I have just begun reading a book that is very much in tune with this website: Joseph L. Badaracco’s Questions of Character: Illuminating the Heart of Leadership through Literature, published by Harvard Business School Press (2006). I report here on the introduction.
The author talks about assigning Joseph Conrad’s “Secret Sharer” to a group of businessmen in a leadership workshop. The story, which I first encountered in a “Jungian Approaches to Literature” course, is about a ship’s captain who allows a mysterious stranger on board his ship. The captain hides him there and then, a few days later, sails close to shore to the man can swim ashore.
At first, Badaracco says, the captain gets criticized by members of the workshop for being so irresponsibile. Then, however, a “highly respected CEO” in the group looks around and says, “I’ll bet most of you have done similar things, and you wouldn’t be here today if you hadn’t.” At that point things take off. Badaracco reports:
I spent the rest of the session listening to a discussion, rather than leading it. The conversation covered many important questions. Was the new captain ready to take on his responsibilities? What did his actions reveals about his character? How do leaders learn from their mistakes? The group was deeply engaged, arguing about the captain and talking about their own experiences In fact, about a year later, a colleague of mine ran into someone who had attended the discussion, and she wanted to continue talking about the captain.”

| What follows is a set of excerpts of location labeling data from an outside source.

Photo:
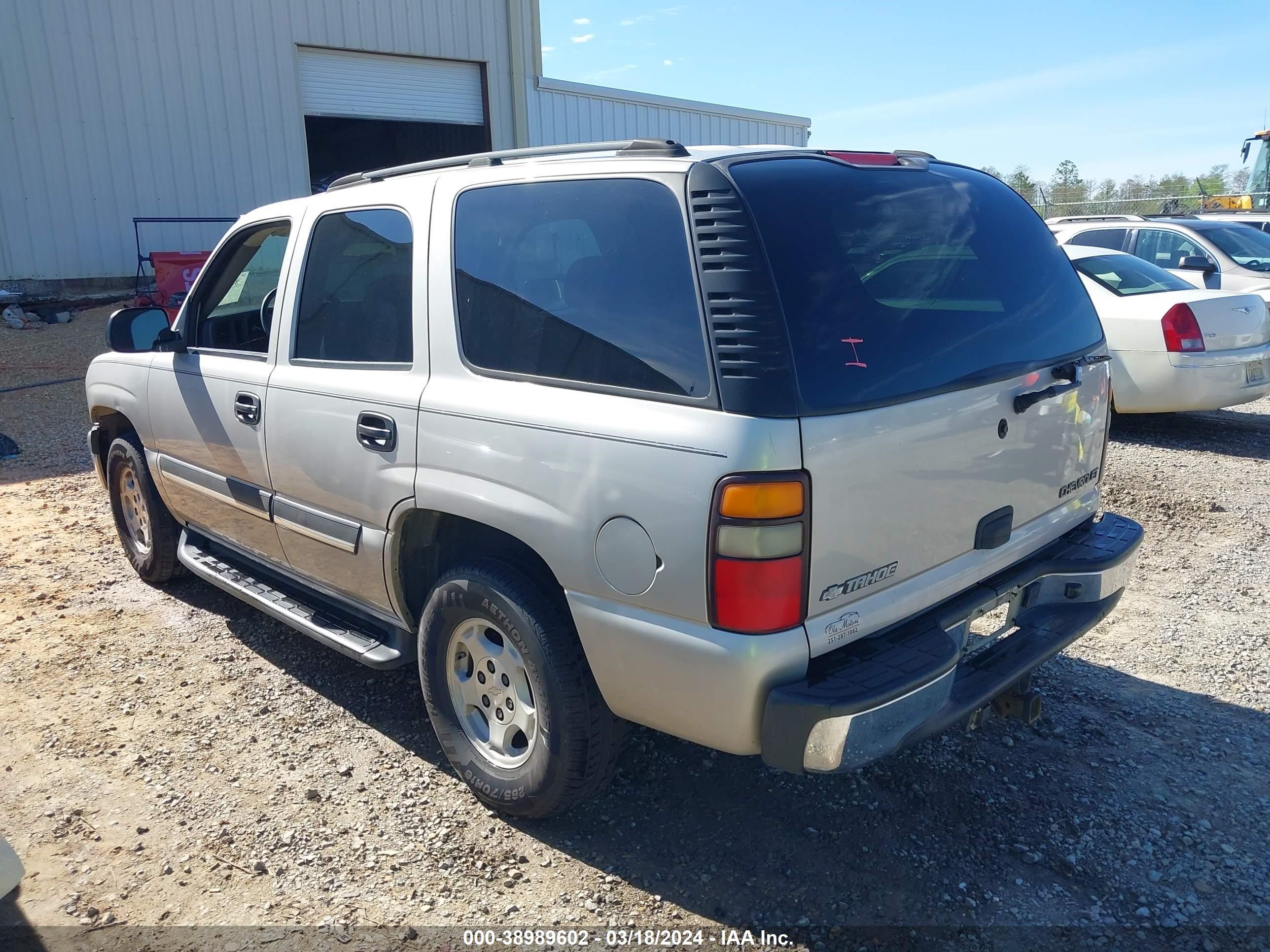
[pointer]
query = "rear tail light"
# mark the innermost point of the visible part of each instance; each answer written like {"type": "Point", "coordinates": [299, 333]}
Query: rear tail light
{"type": "Point", "coordinates": [760, 532]}
{"type": "Point", "coordinates": [1181, 331]}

Badaracco asserts that literature is critical in leadersip training, in part because, in real life, “most people see the leaders of their organizations only occasionally and get only fleeting glimpses of what these leaders are thiking and feeling.” Serious literature, on the other hand, “offers a view from the inside.” The author goes on to say that literature
“opens doors to a world rarely seen—except, on occasion, by leaders’ spouses and closest friends. It lets us watch leaders as they think, worry, hope, hesitate, commit, exult, regret, and reflect. We see their characters tested, reshaped, strengthened, or weakened. These books draw us into leaders’ worlds, put us in their shoes, and at times let us share their experiences.”
The chapters in the book are as follows:
–Do I Have a Good Dream? – Arthur Miller’s Death of a Salesman
–How Flexible Is My Moral Code? – Chinua Achebe’s Things Fall Apart
–Are My Role Models Unsettling? – Allen Gurganus’s “Blessed Assurance”
–Do I Really Care? – F. Scott Fitzgerald’s The Love of the Last Tycoon
–Am I Ready to Take Responsibility? – Conrad’s “Secret Sharer”
–Can I Resist the Flow of Success? – Louis Auchincloss’s I Come as a Thief
–How Well Do I combine Principles and Pragmatism? – Robert Bolt’s Man for All Seasons
–What Is Sound Reflection? – Sophocles’ Antigone
–Judging Character
The author acknowledges that literature is not enough and that one also needs the perspectives that comes from “historians, journlalists, scholars, leaders’ personal accounts of their experiences, and our own observations.” And of course, one also needs hands-on experience. But personal experience, he notes, is “narrow and skewed—in a world with six billion people and thousands of years of recorded history, each of us is only a tiny, fleeting dot of consciousness.” Literature’s advantage is that it is often focused on character—certainly fiction is—and Badaracco sees questions of character as crucial to successful leadership. Leaders must know who they really are and even the best ones can lose their way. Literature can help on both counts
As I dip into the book, I’ll periodically report on different chapters. For now, I’m just pleased to find another books that confirms that literature provides us with vital life skills.